『【推しの子】』第2期の見どころは? メディアミックスの裏側と有馬かなvs黒川あかね

 メディアミックスの裏側が描かれる一方で、物語は有馬かなと黒川あかねの直接対決にも向かっていく。第1期の最終話で『今日あま』の鏑木プロデューサーは、舞台を手がける雷田澄彰から人気漫画『東京ブレイド』の舞台化にあたってキャスティングを相談される。そうしてアクアと黒川、有馬は鏑木の誘いで本作に出演することになったわけだが、アクアが演じる「刀鬼」と黒川が演じる「鞘姫」は恋人、しかし有馬が演じる相棒キャラの「つるぎ」も「刀鬼」とのカップリングが人気という役柄。つまり実生活での三角関係が役にも投影されており、かねてからのライバルだった有馬と黒川の戦いの幕が切って落とされるわけだ。その戦いはアクアを巡るものであると同時に、どちらが優れた役者であるのか競うものでもある。2人の“役者論”を中心に、2.5次元舞台に関わってくるキャラクターがそれぞれ役者として舞台にどう向き合うのかを丁寧に描く点も、第2期の大きな見どころとなるだろう。
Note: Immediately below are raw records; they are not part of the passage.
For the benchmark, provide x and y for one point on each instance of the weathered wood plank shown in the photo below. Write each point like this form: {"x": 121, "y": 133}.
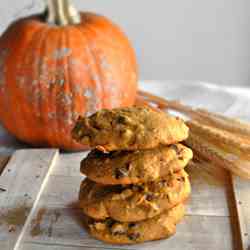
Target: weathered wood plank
{"x": 23, "y": 179}
{"x": 69, "y": 164}
{"x": 63, "y": 227}
{"x": 241, "y": 189}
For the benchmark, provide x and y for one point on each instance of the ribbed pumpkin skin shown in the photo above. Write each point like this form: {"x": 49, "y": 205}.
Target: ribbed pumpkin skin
{"x": 50, "y": 75}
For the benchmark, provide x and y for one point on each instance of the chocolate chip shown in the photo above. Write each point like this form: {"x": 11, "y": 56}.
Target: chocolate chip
{"x": 121, "y": 119}
{"x": 118, "y": 229}
{"x": 175, "y": 148}
{"x": 132, "y": 225}
{"x": 109, "y": 223}
{"x": 149, "y": 197}
{"x": 120, "y": 173}
{"x": 134, "y": 236}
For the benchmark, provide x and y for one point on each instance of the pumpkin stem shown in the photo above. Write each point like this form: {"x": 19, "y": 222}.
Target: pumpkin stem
{"x": 62, "y": 13}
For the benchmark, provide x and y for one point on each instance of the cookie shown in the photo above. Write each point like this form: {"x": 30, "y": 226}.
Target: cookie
{"x": 114, "y": 232}
{"x": 130, "y": 167}
{"x": 129, "y": 129}
{"x": 133, "y": 202}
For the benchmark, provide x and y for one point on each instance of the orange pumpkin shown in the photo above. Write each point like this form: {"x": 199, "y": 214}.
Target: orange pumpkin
{"x": 59, "y": 65}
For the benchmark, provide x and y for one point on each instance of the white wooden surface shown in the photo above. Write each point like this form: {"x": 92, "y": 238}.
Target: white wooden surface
{"x": 56, "y": 220}
{"x": 23, "y": 179}
{"x": 242, "y": 201}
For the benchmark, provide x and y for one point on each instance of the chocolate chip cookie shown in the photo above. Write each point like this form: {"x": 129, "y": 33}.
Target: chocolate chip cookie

 注目すべきは、その過程でアクアの心理にも焦点が当てられることだ。彼はもともと裏方志望で、役者を目指しているわけではない。しかし、アイの死の真相に近づくために鏑木プロデューサーから「劇団ララライ」に近づくことを勧められ、今回のオファーを受けた。しかし舞台役者は基本的に演技に対して熱を持っている人が多く、彼らの中で稽古を重ねていくうちにアクアも“演技”に対して向き合わざるを得なくなっていくのだ。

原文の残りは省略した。